Role of p53 family members during development of striated muscle, with focus on p63.

Background: During vertebrate development, p53 family members (p53, p63, and p73) play both discrete and redundant roles. While p63 gene mutations lead to various skeletal and organ birth defects, p63's role in muscle development is less considered. Muscles derive from embryonic mesoderm. However, head and heart muscle differentiation also depends on intrinsic cues and signals from adjacent epithelia. In p63 mutant mice, ectoderm- and endoderm-derived epithelia are defective, implying defective myogenesis. We review the evidence that p63 is important for the differentiation of striated muscles, including cardiopharyngeal field-derived head and heart musculature.

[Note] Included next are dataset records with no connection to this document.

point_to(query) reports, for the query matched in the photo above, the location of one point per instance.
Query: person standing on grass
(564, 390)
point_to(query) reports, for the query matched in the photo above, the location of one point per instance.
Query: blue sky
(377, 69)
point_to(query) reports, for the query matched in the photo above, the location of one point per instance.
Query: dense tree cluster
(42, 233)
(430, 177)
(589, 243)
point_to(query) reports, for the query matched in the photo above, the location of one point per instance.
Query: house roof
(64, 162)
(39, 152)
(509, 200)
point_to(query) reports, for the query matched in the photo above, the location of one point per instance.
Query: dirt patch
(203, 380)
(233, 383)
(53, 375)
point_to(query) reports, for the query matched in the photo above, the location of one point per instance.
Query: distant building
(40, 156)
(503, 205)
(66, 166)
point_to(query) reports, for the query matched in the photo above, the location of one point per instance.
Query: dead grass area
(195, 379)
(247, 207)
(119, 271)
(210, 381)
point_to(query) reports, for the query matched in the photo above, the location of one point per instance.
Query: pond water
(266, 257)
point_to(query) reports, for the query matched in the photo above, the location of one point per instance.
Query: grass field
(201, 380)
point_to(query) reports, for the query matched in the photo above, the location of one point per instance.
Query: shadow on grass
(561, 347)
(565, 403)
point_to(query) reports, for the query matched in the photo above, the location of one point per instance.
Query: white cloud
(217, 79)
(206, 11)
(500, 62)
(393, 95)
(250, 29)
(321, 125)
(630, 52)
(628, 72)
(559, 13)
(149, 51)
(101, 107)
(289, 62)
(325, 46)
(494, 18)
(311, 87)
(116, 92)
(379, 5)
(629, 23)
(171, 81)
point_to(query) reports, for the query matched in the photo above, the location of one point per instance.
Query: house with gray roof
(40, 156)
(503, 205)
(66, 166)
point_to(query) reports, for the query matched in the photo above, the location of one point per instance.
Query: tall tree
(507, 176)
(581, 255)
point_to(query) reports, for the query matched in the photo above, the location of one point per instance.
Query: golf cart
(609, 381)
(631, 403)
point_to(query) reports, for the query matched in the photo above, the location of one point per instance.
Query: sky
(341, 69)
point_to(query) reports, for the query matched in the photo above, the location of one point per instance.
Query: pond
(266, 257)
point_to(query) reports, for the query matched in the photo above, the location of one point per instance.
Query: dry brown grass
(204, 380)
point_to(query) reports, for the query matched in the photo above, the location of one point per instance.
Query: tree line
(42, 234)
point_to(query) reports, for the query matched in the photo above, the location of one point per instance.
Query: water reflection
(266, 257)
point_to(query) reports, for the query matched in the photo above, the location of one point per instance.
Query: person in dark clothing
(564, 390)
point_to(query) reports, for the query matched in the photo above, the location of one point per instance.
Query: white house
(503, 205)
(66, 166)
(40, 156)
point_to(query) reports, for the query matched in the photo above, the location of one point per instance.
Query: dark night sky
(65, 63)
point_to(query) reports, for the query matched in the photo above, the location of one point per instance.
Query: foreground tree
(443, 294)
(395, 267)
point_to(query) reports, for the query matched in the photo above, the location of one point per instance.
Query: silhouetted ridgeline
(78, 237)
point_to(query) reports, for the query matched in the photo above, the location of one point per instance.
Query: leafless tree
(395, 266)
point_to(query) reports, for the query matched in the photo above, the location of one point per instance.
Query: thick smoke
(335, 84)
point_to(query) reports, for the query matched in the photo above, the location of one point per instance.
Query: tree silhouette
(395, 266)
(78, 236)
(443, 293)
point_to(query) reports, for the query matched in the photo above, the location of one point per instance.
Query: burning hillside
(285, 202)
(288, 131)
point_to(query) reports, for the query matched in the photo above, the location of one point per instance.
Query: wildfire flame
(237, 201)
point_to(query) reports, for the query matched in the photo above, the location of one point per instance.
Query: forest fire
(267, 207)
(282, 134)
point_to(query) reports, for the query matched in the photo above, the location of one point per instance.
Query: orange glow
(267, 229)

Results: Several p63 isoforms act during mesoderm induction, myoblast proliferation, cell cycle exit, and cell differentiation. Of particular interest, TAp63γ is expressed in embryonic myoblasts and endoderm. In striated muscles, TAp63γ functions in myogenic proliferation and differentiation and participates in sarcomere development and myofibril assembly.

Conclusions: p63 is active during all muscle development stages, from mesoderm induction to myocyte differentiation. Different p53 family members, including several p63 isoforms, have overlapping functions. This redundancy could explain the limited myopathies described in p63 mouse mutants. As these defects may be subtler and more age/stage-dependent than appreciated, they warrant further study.